Beinsezii/Mythalion-13b-EXL2

Quantizations for PygmalionAI/mythalion-13b in the EXL2 format

Quant	VRAM estimate	Additional
4k_hb8_b8	18GB	Recommended!
4k_hb6_b6	15GB
4k_hb6_b5	13GB	Should fit in 12GB cards with 2k context

Breaking down the names:

4k is calibrated with 4096 context @ 82 rows (maximum for wikitext) as opposed to the default 2048 context @ 100 rows.
hb8 is a header depth of 8 bits
b8 is a model weight average of 8.0 bits

All quantizations were calibrated with wikitext-2

You can run a model calibrated at 2k with a 4k context or vice versa. The actual difference between 2k and 4k calibrations appears to be very small.

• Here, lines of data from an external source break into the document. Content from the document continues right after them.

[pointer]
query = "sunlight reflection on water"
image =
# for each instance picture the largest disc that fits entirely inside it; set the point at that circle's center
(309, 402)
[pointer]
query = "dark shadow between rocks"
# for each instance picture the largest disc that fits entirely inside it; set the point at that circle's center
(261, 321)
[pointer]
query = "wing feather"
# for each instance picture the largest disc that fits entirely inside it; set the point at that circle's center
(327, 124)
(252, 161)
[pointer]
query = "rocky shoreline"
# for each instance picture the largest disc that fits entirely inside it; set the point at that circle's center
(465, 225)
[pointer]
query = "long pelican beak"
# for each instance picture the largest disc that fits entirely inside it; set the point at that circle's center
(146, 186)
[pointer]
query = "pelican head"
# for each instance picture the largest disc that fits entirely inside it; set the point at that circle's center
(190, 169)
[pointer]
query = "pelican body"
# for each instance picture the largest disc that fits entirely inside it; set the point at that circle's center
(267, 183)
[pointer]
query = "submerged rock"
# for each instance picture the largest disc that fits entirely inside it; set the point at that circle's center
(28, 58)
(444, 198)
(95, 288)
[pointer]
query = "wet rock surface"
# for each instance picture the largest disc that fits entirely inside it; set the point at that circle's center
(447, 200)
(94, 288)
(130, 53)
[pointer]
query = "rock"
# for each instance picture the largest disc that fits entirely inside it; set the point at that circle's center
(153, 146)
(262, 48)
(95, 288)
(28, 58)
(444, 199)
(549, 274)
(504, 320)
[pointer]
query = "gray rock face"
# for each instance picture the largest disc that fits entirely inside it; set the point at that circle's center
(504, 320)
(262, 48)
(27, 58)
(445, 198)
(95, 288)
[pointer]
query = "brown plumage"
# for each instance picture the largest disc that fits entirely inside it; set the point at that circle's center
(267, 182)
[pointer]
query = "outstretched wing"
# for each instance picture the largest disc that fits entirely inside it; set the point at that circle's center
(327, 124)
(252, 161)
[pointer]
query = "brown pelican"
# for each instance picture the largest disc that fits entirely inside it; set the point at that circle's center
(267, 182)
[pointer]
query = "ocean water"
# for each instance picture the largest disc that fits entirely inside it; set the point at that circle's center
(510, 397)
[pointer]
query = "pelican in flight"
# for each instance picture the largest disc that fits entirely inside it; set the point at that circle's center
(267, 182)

VRAM estimates are performed with an extremely long chatlog in oobabooga webui on a 7900 XTX using nvtop to monitor pytorch usage only, rounded up. Systems with lots of extra background processes may use more. Additionally, NVIDIA based systems with flash attention 2 will use less VRAM than otherwise estimated.

The measurement files are provided in the main branch so you can make your own quants at other bit depths without going through the 2-3 hours of measuring.